Scientists studied brain cells called astrocytes in people with autism after death. They found fewer of these important support cells in the front part of the brain, and the remaining cells showed signs of being more 'activated' or inflamed. This could help explain some brain differences in autism, as these cells normally help brain connections work properly.

This post-mortem brain study examined astrocytes (supportive brain cells) in the prefrontal cortex of 15 individuals with autism compared to 15 matched controls. Researchers found significantly fewer astrocytes in both gray and white matter across three prefrontal brain regions (BA9, BA46, BA47) using two different cellular markers (GFAP and S100β). Additionally, the remaining astrocytes showed increased activation states, suggesting heightened inflammatory activity. The reduced astrocyte numbers could impair synaptic function and brain connectivity, while increased activation may indicate chronic mild inflammation in the autism brain.

These findings suggest astrocyte dysfunction may contribute to autism pathophysiology.

Findings suggest astrocyte dysfunction may be a target for future autism interventions. However, these are post-mortem findings that require validation in living brain studies. The inflammatory component suggests anti-inflammatory approaches might be investigated, though clinical translation remains uncertain.

Small sample size (15 per group), post-mortem tissue analysis only, limited to prefrontal cortex regions, cross-sectional design cannot establish causality, potential confounding factors in post-mortem studies not addressed.

The cerebral cortex presents with alterations in the number of specific cell types in autism spectrum disorder (ASD). Astrocytes have many functions in the brain including a role in higher cognitive functions and in inflammatory brain processes. Therefore, an alteration in number, function, and/or activation state of astrocytes, could be present in ASD. We quantified astrocyte number in the gray and white matter of the prefrontal cortex-BA9, BA46, and BA47-in 15 ASD and 15 age- and sex-matched control cases.
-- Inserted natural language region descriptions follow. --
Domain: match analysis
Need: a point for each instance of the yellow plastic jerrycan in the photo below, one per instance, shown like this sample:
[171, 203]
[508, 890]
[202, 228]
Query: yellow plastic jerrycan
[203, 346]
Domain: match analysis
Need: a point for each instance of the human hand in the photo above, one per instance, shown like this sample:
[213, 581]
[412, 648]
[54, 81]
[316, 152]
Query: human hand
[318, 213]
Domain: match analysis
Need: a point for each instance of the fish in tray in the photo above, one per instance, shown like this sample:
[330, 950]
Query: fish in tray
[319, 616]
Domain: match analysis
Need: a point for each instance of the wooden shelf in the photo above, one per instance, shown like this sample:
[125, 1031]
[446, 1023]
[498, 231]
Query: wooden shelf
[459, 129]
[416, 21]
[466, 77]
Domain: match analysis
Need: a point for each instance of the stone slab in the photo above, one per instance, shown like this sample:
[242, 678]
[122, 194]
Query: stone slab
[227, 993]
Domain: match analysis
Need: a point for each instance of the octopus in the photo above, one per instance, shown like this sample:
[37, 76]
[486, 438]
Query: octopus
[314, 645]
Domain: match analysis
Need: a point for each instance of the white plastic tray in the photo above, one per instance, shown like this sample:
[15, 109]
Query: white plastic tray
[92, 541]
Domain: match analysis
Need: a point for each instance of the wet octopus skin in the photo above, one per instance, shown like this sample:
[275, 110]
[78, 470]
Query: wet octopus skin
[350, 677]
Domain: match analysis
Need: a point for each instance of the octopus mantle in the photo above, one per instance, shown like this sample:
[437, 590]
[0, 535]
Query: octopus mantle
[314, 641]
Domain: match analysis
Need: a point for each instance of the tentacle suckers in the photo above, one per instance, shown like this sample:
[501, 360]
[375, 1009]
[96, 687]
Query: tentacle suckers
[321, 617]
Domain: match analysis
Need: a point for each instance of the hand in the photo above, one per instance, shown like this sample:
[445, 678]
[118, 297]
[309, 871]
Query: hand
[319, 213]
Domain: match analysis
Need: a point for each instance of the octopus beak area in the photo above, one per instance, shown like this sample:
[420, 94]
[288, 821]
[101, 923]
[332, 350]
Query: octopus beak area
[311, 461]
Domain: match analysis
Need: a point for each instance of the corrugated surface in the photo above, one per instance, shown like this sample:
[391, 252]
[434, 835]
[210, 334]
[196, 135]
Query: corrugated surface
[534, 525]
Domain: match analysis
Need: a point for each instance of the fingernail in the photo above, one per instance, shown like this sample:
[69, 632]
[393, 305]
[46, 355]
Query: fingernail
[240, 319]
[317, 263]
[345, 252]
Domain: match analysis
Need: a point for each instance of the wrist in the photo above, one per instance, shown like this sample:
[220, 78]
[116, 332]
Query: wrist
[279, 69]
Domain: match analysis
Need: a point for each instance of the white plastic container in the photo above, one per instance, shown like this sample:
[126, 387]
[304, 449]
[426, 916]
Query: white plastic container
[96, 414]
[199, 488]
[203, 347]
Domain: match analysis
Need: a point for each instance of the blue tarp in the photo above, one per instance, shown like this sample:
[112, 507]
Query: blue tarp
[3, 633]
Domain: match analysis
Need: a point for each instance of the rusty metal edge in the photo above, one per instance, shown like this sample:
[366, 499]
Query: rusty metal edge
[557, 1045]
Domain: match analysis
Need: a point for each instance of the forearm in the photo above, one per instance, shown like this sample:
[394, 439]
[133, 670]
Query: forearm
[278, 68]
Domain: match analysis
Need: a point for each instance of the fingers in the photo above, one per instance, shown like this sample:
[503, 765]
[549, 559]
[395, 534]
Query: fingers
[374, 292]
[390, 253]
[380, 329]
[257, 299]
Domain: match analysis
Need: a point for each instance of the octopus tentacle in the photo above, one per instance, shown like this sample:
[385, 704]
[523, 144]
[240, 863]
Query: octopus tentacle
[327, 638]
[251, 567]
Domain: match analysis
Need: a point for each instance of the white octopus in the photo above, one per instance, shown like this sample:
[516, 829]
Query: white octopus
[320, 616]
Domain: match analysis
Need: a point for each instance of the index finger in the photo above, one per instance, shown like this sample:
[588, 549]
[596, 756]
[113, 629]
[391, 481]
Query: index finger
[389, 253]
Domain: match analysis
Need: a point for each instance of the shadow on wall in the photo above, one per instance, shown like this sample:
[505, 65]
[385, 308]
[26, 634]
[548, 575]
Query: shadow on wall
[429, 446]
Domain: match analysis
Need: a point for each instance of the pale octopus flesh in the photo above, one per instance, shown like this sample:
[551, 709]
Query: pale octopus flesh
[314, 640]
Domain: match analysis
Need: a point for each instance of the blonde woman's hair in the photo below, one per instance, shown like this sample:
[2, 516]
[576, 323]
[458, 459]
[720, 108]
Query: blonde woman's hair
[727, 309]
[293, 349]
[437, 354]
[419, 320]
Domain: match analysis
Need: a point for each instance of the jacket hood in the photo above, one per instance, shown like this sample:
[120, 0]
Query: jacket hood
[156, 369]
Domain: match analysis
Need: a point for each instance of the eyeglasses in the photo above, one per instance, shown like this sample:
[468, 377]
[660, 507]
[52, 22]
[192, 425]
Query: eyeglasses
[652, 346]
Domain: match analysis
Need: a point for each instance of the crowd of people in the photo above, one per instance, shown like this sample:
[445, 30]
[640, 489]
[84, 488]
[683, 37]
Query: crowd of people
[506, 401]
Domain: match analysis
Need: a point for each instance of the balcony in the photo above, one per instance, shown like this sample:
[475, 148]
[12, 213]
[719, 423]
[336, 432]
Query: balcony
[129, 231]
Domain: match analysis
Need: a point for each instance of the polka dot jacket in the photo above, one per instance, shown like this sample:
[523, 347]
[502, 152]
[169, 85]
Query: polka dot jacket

We labeled astrocytes with antibodies against the protein GFAP and S100β, markers of astrocytes. We found a significant decrease in the number of astrocytes in the gray and white matter of all prefrontal areas of interest with both markers. We also found an increased state of activation of GFAP+ astrocytes in all areas. A reduced number of astrocytes in the cerebral cortex in ASD could lead to impaired synaptic function and disrupted connectivity.

An increased astrocyte activation may indicate a chronic mild inflammatory state of the cerebral cortex in ASD. Overall, we found that astrocytes are disrupted in ASD.